We tested some of the more prominent manual camera apps, including Manual ($3.99), 645 PRO Mk III ($3.99), and ProCam 7 ($13.99). However, they only allowed for long exposures of 1/4 second or shorter. This is likely a limitation in the Camera API provided by Apple.
How Slow Shutter Cam shoots such long exposures remains a bit of a mystery. It’s possible the app is shooting multiple 1/4-second exposures, and then blending them while boosting exposure. While this isn’t a true long exposure, the results speak for themselves.
In testing, we found we had to make sure the scene wasn’t exposed for so long that the highlights were blown out.
To use Slow Shutter Cam, just download and launch it, and then tap the Settings icon. Here, you can choose the capture mode (tap “Low Light” for night shots) and overall exposure time. Experiment for the best results. A tripod is also absolutely necessary.
Tap the Menu button to see some of the app’s other features. The customizable timer comes in handy to avoid touching the screen while shooting, and the intervalometer allows you to shoot long-exposure time-lapse sequences.
Flash Is a Last Resort
Your iPhone camera does have a flash. You can enable it by tapping the lightning bolt icon in the Camera app. While flash will illuminate your scene to an extent, the results can be hit-or-miss. It’s best to use it only for portraits, and only when no other light source is available.
Because the flash faces front, it won’t capture a scene in a particularly flattering light. If you have to use the flash on your iPhone, stick to the selfie front-facing flash. This uses your iPhone’s screen to quickly blast a bright light on your face.

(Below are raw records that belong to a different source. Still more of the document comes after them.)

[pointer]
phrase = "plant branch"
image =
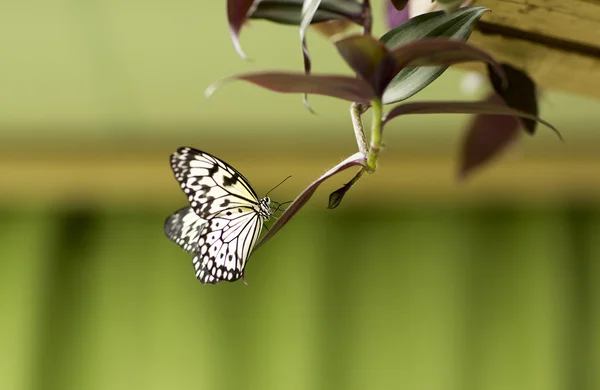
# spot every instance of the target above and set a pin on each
(359, 132)
(375, 146)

Since the screen is a bit larger than the camera’s flash, the light is diffused in a more flattering way. It fills in some of the less desirable facial features, like wrinkles and blemishes.
iPhone Low-Light Performance Is Improving
Night mode is a huge leap forward for Apple. The iPhone 11 wasn’t the first device to include it, but its implementation is now among the best for producing natural-looking images.
However, if you really want to explore night photography, like shooting cityscapes or even astrophotography, a smartphone is still a poor choice. The iPhone can shoot the night sky, but it lacks manual controls and a big enough sensor to capture enough light.
That doesn’t mean you can’t still take amazing photos with your iPhone. The Camera app can definitely help you with that.